Abstract
The Polymerase chain reaction–restriction fragment length polymorphism (PCR–RFLP) is a relatively simple and inexpensive method for genotyping single nucleotide polymorphisms (SNPs). It requires minimal investment in instrumentation. Here, we describe a web application, ‘SNP Cutter,’ which designs PCR–RFLP assays on a batch of SNPs from the human genome. NCBI dbSNP rs IDs or formatted SNPs are submitted into the SNP Cutter which then uses restriction enzymes from a pre-selected list to perform enzyme selection. The program is capable of designing primers for either natural PCR–RFLP or mismatch PCR–RFLP, depending on the SNP sequence data. SNP Cutter generates the information needed to evaluate and perform genotyping experiments, including a PCR primers list, sizes of original amplicons and different allelic fragment after enzyme digestion. Some output data is tab-delimited, therefore suitable for database archiving. The SNP Cut-ter is available at http://bioinfo.bsd.uchicago.edu/SNP_cutter.htm.
INTRODUCTION
Single nucleotide polymorphism (SNP) plays an important role in the study of complex genetic diseases (1), in pharmacogenetic analysis (2) and, in population genetics and evolutionary studies (3). Many methods are available for SNP genotyping, including hybridization, allele-specific PCR, primer extension, oligonucleotide ligation and endonuclease cleavage. However, each of these methods has its specific advantages and disadvantages (4–6). Polymerase chain reaction–restriction fragment length polymorphism (PCR–RFLP) is a classic and relatively inexpensive method of genotyping that is based on endonuclease cleavage. An SNP that alters a restriction sequence can be genotyped by ‘natural PCR–RFLP’. SNPs that do not affect any restriction sequences can be applied to a so-called ‘mismatch (or mismatched) PCR–RFLP’. Mismatch PCR–RFLP uses a primer containing additional mismatch base(s) adjacent to the SNP site (7,8). This method, however, requires the selection of appropriate restriction enzymes, the design of appropriate PCR primers, as well as the introduction of mismatched primers if mismatch PCR–RFLP is used. This process could be time-consuming and error-prone, especially if many SNPs need to be genotyped.
A comprehensive web-based application, SNP Cutter, was created to simplify the PCR–RFLP assay design. Starting from SNP sequence data preparation, SNP Cutter performs batch and automated assay design for PCR–RFLP, using a pre-selected or customizable list of restriction enzymes. Important assay parameters are calculated and provided.
SYSTEM
A Perl code CGI-driven web interface is provided for SNP Cutter. Primer3 (9) is used for PCR primer design. SNPSequer (http://bioinfo.bsd.uchicago.edu/SNPSequer.htm) is used to prepare SNP sequence inputs. The workflow of the SNP Cutter is illustrated in Figure 1.
PROGRAM INPUTS
Inputs of SNP Cutter are entered through its web interface. The inputs include SNPs to be genotyped, a customizable list of restriction enzymes and other parameters for primer design.

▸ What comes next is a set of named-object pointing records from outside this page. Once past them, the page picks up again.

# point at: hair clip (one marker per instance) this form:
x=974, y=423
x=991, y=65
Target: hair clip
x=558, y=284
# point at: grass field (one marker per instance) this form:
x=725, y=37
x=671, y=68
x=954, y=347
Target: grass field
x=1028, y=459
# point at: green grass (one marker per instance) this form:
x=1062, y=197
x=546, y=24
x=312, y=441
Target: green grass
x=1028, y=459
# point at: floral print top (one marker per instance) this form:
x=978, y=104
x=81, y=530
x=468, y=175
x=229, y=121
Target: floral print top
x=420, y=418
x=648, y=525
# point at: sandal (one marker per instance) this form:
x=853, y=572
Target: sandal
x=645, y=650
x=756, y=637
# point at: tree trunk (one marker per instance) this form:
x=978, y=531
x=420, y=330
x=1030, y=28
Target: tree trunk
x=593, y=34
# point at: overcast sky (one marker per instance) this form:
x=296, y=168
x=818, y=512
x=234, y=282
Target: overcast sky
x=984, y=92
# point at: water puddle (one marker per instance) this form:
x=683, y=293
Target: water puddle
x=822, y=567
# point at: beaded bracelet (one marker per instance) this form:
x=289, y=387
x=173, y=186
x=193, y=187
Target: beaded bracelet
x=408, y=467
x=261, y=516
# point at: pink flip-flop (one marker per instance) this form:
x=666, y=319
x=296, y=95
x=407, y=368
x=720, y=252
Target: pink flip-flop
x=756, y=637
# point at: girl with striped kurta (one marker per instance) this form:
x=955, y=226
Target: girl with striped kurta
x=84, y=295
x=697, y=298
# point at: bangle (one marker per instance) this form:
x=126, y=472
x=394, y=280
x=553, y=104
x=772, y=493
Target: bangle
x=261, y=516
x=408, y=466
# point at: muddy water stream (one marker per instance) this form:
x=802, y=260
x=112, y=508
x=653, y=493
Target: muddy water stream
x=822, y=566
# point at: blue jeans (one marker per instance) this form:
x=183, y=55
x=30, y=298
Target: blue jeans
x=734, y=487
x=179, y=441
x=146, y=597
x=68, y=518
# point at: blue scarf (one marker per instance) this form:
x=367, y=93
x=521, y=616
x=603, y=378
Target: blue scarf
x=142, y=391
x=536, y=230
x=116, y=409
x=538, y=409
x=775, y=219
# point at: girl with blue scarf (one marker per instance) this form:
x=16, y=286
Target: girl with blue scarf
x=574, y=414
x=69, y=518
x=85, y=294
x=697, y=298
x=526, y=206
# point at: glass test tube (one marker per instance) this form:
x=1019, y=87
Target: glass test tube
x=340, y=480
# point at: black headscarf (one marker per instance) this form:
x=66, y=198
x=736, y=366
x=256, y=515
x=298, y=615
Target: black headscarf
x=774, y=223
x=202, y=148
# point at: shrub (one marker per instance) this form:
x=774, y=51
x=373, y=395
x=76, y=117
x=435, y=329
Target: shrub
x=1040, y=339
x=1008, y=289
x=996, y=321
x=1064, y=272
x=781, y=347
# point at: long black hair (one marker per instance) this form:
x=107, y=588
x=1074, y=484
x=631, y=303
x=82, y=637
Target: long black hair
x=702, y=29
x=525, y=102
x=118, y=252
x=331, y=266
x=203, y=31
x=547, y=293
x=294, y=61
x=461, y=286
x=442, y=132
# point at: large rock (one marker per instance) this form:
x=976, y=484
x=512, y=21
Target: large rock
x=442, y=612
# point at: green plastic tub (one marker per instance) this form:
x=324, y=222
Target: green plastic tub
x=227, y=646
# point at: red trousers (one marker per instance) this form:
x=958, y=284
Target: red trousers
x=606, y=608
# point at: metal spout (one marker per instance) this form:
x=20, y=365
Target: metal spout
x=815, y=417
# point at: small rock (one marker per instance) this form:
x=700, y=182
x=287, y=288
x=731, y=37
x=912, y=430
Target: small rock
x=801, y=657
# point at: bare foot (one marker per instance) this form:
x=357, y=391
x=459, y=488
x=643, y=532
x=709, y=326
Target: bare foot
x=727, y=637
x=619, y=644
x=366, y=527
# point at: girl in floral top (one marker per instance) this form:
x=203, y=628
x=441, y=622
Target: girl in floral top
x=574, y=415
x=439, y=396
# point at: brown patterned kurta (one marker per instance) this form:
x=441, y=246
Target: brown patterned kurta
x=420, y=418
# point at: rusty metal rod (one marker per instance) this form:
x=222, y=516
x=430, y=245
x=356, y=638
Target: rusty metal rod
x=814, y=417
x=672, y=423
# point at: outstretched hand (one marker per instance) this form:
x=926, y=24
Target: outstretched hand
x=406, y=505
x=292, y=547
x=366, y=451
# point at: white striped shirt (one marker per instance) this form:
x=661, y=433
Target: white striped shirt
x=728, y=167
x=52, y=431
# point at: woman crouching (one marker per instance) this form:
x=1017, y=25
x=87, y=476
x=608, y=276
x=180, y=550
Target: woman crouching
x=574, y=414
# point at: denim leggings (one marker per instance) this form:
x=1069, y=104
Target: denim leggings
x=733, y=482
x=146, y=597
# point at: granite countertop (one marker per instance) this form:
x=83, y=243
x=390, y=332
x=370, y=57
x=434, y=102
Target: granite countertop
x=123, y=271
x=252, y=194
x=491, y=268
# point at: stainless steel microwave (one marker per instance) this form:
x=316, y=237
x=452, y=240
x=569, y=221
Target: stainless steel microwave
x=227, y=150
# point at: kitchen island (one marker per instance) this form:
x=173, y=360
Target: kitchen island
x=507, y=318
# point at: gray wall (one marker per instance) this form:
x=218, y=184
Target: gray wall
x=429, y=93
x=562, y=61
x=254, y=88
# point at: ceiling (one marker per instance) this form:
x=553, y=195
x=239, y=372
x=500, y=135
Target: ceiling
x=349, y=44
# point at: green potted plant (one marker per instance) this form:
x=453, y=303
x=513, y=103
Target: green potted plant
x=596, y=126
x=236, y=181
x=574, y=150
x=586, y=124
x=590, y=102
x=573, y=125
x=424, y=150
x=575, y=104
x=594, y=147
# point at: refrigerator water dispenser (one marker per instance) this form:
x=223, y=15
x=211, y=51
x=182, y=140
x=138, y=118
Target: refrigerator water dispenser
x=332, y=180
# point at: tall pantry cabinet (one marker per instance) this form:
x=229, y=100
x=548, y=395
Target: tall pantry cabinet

SNPs to be genotyped. SNP Cutter accepts two alternative formats of SNPs as input. The first format choice is a list of NCBI dbSNP rs IDs which simplify the preparation of sequence data (from dbSNP). The second format choice is the user's own list of formatted SNPs with flanking sequences (tab or space delimited text with SNP IDs, allelic nucleotides, 5′ and 3′ flanking sequences), which facilitates users who want to genotype SNPs absent in dbSNP as many investigators are discovering novel SNPs in their own labs. For both choices, SNPSequer extracts SNP flanking sequences with sufficient length from the latest version of the human genomic DNA sequence assembly for the primer design.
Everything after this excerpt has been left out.